Appeal by the defendant from a judgment of the Supreme Court, Kings County (Owens, J.), rendered December 13, 1989, convicting him of conspiracy in the fifth degree, scheme to defraud in the first degree, grand larceny in the second degree (12 counts), grand larceny in the third degree (four counts), attempted grand larceny in the second degree, criminal possession of a forged instrument in the second degree (24 counts), offering a false instrument for filing in the first degree (26 counts), and offering a false instrument for filing in the second degree (2 counts), upon a jury verdict, and imposing sentence.
Ordered that the judgment is affirmed.
A defendant’s right to testify before the Grand Jury is set forth in CPL 190.50 (5) (a), which provides that "[w]hen a criminal charge against a person is being or is about to be submitted to a grand jury, such person has a right to appear before such grand jury as a witness in his own behalf if, prior to the filing of any indictment or any direction to file a prosecutor’s information in the matter, he serves upon the district attorney of the county a written notice making such request”. This right is absolute and the statute contemplates "actual” rather than technical notice to the defendant reasonably calculated to apprise the defendant of the Grand Jury proceeding so as to permit the defendant to exercise his or her right to testify. This concept of reasonableness is not stagnant and must be applied to the particular facts of each case (see, People v Jordan, 153 AD2d 263).

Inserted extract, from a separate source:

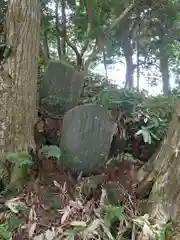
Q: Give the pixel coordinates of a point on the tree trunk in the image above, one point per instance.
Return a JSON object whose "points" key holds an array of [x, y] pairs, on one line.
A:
{"points": [[45, 45], [164, 66], [128, 53], [18, 94], [164, 200], [63, 13]]}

The defendant communicated with the prosecution by letter dated October 17, 1987, indicating a willingness to assist in the investigation. The People responded by notifying his counsel both orally and through written correspondence of three dates during which he could testify. However, by letter dated February 10, 1988, the defendant’s counsel informed the District Attorney that the defendant accepted his advice and decided not to waive immunity and not testify before the Grand Jury. Since actual notice to a defendant is contemplated by the statute and, even on appeal, the defendant does *770not dispute that he received actual notice, there is no merit to his contention that he was denied his statutory right to testify before the Grand Jury.
We reject the defendant’s unsubstantiated contentions, belied by the court records, the prosecution’s affirmation, and the testimony of both the defendant and his new counsel at the hearings on this issue, that additional requests to testify were ever timely served upon the District Attorney’s office. Sullivan, J. P., Rosenblatt, Miller and Ritter, JJ., concur.